Washington Dulles International Airport lowers airline costs by selling unused land

Published on : Wednesday, September 19, 2018

dallas Washington Dulles International airport will use $237 million from the sale of unused land on its western periphery to further lower airline costs.



The Metropolitan Washington Airports Authority (MWAA) board approved the sale of 424 acres, acquired for the fourth runway that opened in 2008, to Digital Realty Trust for a new data centre at a meeting today.



Jack Potter, president of the airport operator said that the only thing the airport can do with the funds is re-invest them in airport activity – it’s not roads or trains, it has to go to the benefit of airline operations.



That benefit will be further reducing the cost per enplanement (CPE), or the amount an airline pays to board a passenger on a flight, at Dulles, and not for capital improvements, MWAA confirms.



Airline costs at Metropolitan Washington Airport are forecast to fall 6% to $17.82 per passenger this year, benefitting from $35 million in revenues transferred from MWAA’s other airport Ronald Reagan Washington National and a $25 million grant from the Commonwealth of Virginia. The drop continues the trend that began in 2014, when CPE peaked at $26.55 per passenger.



MWAA has not estimated the impact of the land sale yet but, based on the amount alone, the deal could have a more significant impact than either the revenue transfer or grant.



As recently as May, Fitch Ratings forecast costs at Dulles would rise again to the $22-23 per passenger range after the benefit from the grant ends this year.



The lower costs are likely music to United Airlines’ ears. The largest carrier at Dulles, the airline is evaluating increasing the number of flights at the airport by half by creating two new connecting banks, or when a significant number of flights arrive and depart within a short time frame.

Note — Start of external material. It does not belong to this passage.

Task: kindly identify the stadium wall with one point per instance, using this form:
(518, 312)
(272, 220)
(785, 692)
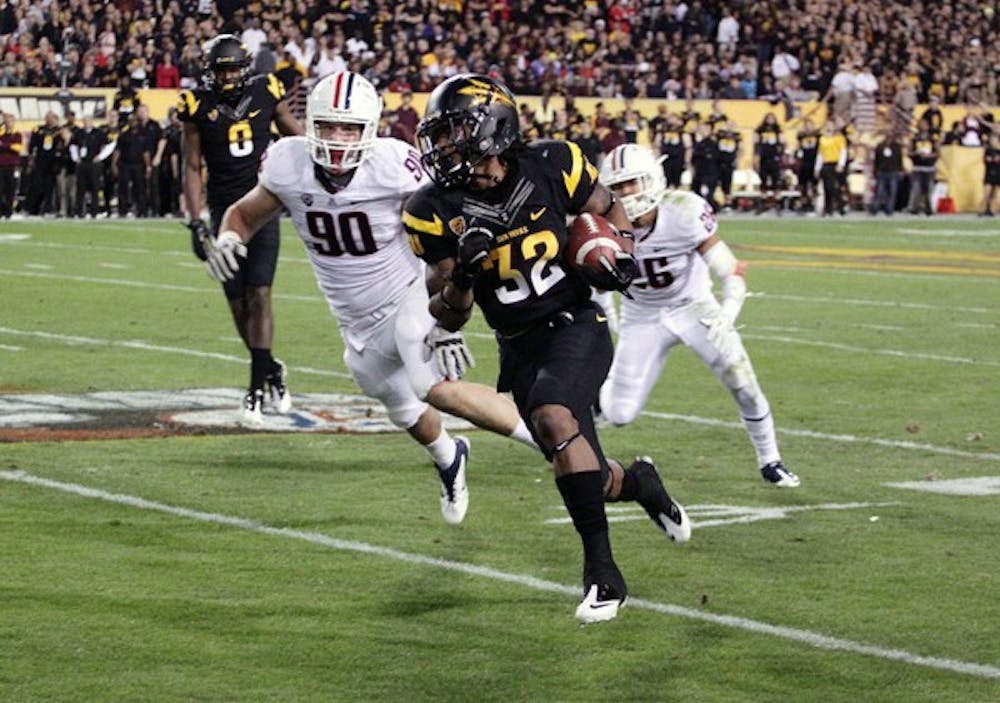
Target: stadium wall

United president Scott Kirby emphasised this in August, when he told reporters that costs were one of the most important things to make “growth at a hub like Dulles successful”.



The possibility of further cost reductions at Dulles come as United Airlines faces potentially higher costs at its Newark hub. New Jersey is considering a four-cent levy on fuel the airline buys to fund a rail extension to the New York City-area airport.